Люси, подпрыгнув, вцепилась в мои брюки, справедливо расценив, что подбирать её с пола мне некогда. Так, мотаясь на штанине, и висела, покуда я, распихивая толпу, пытался догнать парня. Позади тяжело топал Патрик. Убедившись в бесполезности занятия, я остановился, отдышался, пересадил на плечо начальницу.
— М-да. Обидно, — выдохнула та, — две пули в животе — не пустяк. Чёрт этого козла принёс!
— Слушай, доктор, они же ведь где-то живут. Может, пойдём к ним домой?

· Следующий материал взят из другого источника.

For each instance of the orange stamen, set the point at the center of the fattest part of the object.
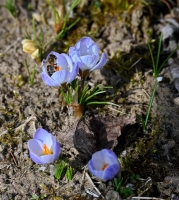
(57, 68)
(104, 167)
(46, 150)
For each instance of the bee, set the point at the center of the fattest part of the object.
(52, 65)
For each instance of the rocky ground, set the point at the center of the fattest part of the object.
(122, 31)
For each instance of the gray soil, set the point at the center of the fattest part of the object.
(152, 154)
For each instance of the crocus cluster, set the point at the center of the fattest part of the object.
(43, 148)
(104, 164)
(61, 69)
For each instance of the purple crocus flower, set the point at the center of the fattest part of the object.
(104, 164)
(58, 69)
(43, 148)
(87, 54)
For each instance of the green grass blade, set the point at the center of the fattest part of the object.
(158, 56)
(102, 103)
(152, 57)
(160, 68)
(150, 104)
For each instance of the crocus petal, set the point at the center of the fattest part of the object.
(104, 164)
(111, 171)
(89, 60)
(48, 80)
(91, 168)
(69, 61)
(73, 73)
(56, 150)
(73, 54)
(35, 146)
(41, 133)
(47, 158)
(61, 76)
(36, 158)
(43, 148)
(101, 63)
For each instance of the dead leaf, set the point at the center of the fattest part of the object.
(96, 133)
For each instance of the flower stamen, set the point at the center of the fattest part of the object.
(46, 150)
(104, 166)
(57, 68)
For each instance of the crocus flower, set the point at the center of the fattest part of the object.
(87, 54)
(58, 69)
(30, 48)
(104, 164)
(43, 148)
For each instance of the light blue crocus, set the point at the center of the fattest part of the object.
(104, 164)
(43, 148)
(64, 71)
(87, 54)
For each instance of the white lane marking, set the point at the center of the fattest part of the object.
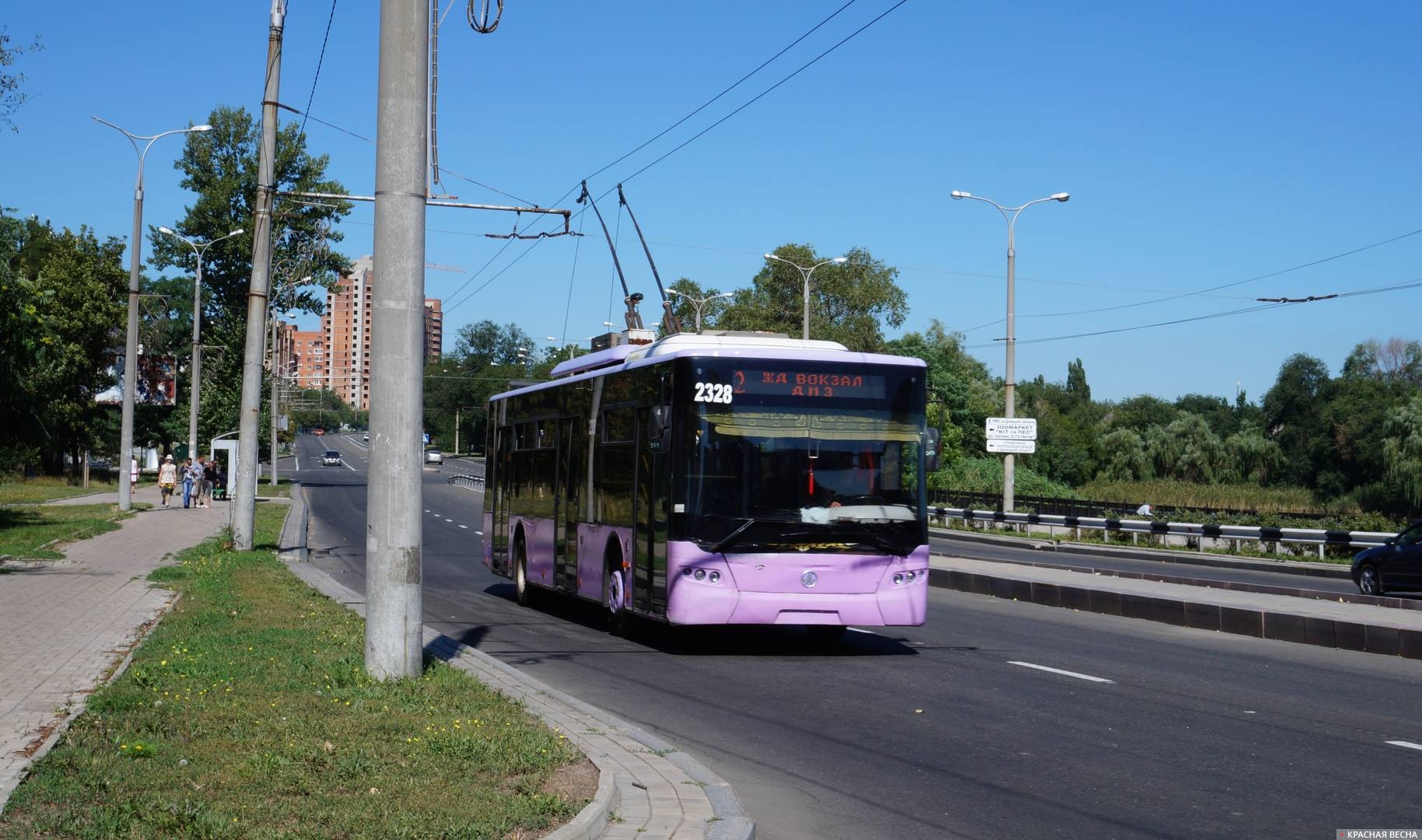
(1063, 673)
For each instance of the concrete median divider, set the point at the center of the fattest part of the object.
(1348, 625)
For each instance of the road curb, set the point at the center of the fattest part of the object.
(636, 795)
(1303, 568)
(1351, 635)
(292, 543)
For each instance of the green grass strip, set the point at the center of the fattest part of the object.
(247, 712)
(24, 529)
(47, 488)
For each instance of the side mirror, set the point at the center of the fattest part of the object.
(660, 436)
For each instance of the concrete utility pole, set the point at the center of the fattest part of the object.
(394, 632)
(276, 383)
(1010, 386)
(243, 512)
(135, 247)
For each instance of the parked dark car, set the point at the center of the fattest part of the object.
(1397, 565)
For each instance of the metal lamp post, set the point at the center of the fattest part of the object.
(125, 445)
(198, 249)
(1010, 397)
(807, 273)
(702, 302)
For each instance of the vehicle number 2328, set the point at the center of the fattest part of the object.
(713, 393)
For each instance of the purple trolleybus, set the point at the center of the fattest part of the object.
(717, 479)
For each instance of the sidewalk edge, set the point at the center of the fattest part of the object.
(77, 707)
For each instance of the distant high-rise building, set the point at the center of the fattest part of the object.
(305, 355)
(434, 330)
(345, 359)
(346, 327)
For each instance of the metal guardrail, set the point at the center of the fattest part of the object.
(474, 482)
(1063, 506)
(1186, 530)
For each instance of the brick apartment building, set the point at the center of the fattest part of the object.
(345, 357)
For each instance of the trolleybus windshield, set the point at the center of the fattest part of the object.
(801, 458)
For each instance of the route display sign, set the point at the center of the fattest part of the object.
(1010, 428)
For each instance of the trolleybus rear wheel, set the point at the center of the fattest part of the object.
(520, 576)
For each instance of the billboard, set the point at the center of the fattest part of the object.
(156, 381)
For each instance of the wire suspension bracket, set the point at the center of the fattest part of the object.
(670, 323)
(630, 299)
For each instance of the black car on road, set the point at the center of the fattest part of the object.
(1396, 565)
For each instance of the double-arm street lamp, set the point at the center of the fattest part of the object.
(807, 273)
(702, 302)
(198, 250)
(125, 445)
(1010, 397)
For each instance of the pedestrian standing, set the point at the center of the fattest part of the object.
(185, 474)
(199, 482)
(166, 479)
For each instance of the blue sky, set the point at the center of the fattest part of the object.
(1203, 145)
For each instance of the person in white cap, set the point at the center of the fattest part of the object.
(166, 478)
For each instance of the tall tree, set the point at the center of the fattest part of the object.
(10, 94)
(68, 288)
(849, 303)
(1293, 418)
(1403, 450)
(961, 393)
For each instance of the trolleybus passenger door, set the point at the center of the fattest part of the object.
(569, 458)
(650, 542)
(498, 491)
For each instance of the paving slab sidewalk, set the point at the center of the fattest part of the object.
(68, 625)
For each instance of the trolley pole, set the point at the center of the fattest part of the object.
(243, 510)
(394, 632)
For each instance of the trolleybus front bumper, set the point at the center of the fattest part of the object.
(795, 587)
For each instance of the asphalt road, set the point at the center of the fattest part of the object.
(956, 728)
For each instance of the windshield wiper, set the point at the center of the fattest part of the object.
(731, 537)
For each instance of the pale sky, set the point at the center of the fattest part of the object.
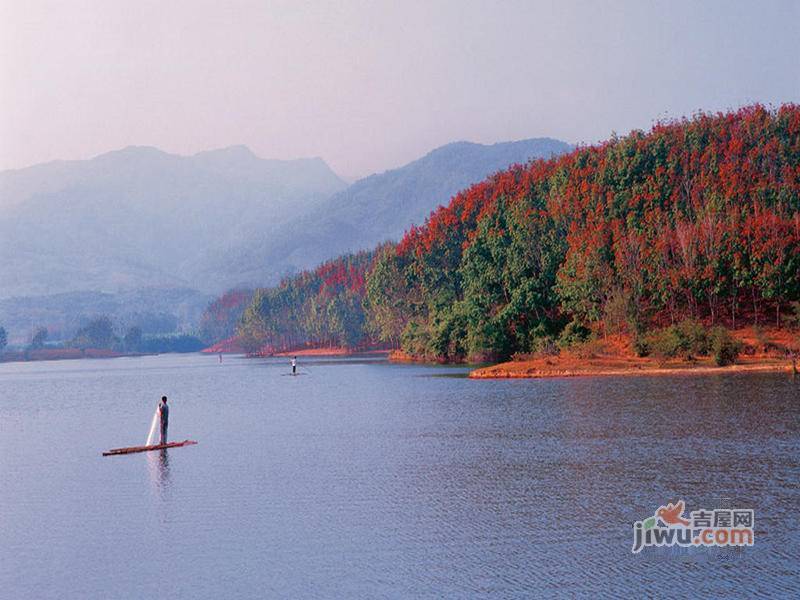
(371, 85)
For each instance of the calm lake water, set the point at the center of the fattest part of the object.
(362, 479)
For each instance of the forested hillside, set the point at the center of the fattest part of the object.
(698, 218)
(323, 307)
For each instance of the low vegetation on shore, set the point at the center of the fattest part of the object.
(98, 339)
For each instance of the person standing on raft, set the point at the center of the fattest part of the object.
(163, 414)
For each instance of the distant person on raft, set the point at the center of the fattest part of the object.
(163, 413)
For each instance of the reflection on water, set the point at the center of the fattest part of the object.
(158, 467)
(366, 479)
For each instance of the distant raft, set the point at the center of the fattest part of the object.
(134, 449)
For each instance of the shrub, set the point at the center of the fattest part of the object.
(723, 346)
(587, 349)
(574, 333)
(688, 338)
(665, 343)
(694, 338)
(640, 346)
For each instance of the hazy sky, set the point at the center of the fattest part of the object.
(371, 85)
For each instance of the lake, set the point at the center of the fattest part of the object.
(365, 479)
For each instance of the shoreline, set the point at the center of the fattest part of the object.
(547, 368)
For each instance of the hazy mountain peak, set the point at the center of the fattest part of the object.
(236, 152)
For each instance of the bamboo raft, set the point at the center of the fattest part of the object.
(133, 449)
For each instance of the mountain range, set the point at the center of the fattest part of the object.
(143, 219)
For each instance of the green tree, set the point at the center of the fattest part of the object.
(98, 333)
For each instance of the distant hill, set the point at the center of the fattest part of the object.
(140, 217)
(375, 209)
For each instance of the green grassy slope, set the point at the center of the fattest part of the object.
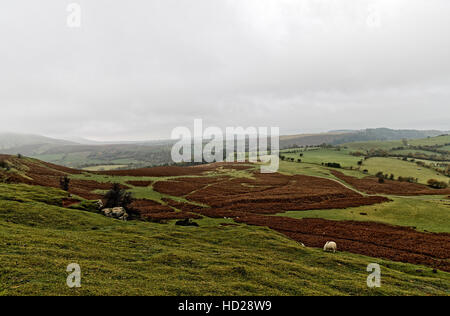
(38, 240)
(402, 168)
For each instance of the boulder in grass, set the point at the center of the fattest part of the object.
(116, 212)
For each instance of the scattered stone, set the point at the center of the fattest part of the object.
(186, 222)
(116, 212)
(99, 204)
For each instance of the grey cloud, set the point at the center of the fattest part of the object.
(137, 69)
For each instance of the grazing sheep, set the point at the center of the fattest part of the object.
(330, 246)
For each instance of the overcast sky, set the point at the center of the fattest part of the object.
(138, 68)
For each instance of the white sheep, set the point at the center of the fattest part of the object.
(330, 246)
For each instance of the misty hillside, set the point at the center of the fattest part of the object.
(12, 140)
(152, 153)
(341, 137)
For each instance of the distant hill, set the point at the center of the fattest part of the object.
(12, 140)
(84, 153)
(341, 137)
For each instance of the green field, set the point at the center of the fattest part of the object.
(423, 213)
(325, 155)
(402, 168)
(38, 240)
(105, 167)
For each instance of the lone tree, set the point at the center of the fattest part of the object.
(118, 197)
(64, 183)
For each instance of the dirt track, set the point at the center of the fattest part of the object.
(370, 185)
(249, 200)
(371, 239)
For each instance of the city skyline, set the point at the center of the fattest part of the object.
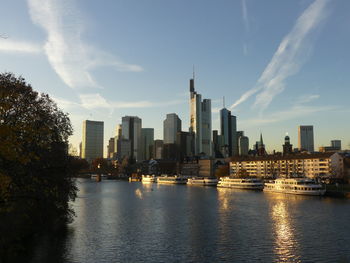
(279, 65)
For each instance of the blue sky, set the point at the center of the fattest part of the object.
(279, 64)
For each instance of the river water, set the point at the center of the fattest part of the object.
(118, 221)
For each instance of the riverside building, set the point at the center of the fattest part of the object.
(92, 144)
(200, 122)
(309, 165)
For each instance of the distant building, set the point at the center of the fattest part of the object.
(309, 165)
(336, 144)
(228, 125)
(131, 130)
(306, 138)
(147, 143)
(185, 145)
(171, 126)
(200, 121)
(243, 145)
(110, 148)
(287, 147)
(92, 143)
(158, 149)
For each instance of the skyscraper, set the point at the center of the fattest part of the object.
(147, 143)
(131, 130)
(229, 131)
(200, 121)
(306, 138)
(171, 126)
(92, 144)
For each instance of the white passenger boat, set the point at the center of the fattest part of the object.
(103, 176)
(297, 186)
(148, 179)
(206, 181)
(171, 180)
(241, 183)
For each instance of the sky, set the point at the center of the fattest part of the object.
(279, 64)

— Ты видел, как он прыснул? Да они так нашими, с позволения сказать, коллегами на всю жизнь напуганы, что раньше сдохнут, чем нас пустят.
— Девчонку жалко… И он её очень сильно любит, видать. Гляди, похитил, сюда увёз, бережёт как умеет… Славные ребята, хоть и чудные. Давай попробуем хотя бы. Может, объяснить удастся.
— Да что ты там объяснишь!
— Не я, а ты. У тебя вид безобиднее. Ну пожалуйста, а, Люсь! Прошу тебя… Хочешь, я тебе на карточках паспортную часть всегда заполнять буду?
— Пожалел, значит, говоришь? Ладно, — смягчилась начальница, — что ж, попытаемся. Только где их искать?
— Вы про наших птичек, что ли? — вмешался кто-то из слушавших разговор зевак. — А что их искать? Вон их жильё.
Он ткнул пальцем куда-то вверх.
Мы вгляделись. На краю рыночной площади, доминируя над местностью, торчало, уходя щербатой вершиной в небеса, непонятное строение: башня не башня, минарет не минарет. Труба какая-то без окон и без дверей. Где-то на двух третях высоты её, неведомо как прикреплённая, висела огромная сине-жёлтая люлька смутно знакомой мне формы. Чуть подумав, я осознал, что там болтается, удивительным образом не падая, кузов от старого двухэтажного автобуса.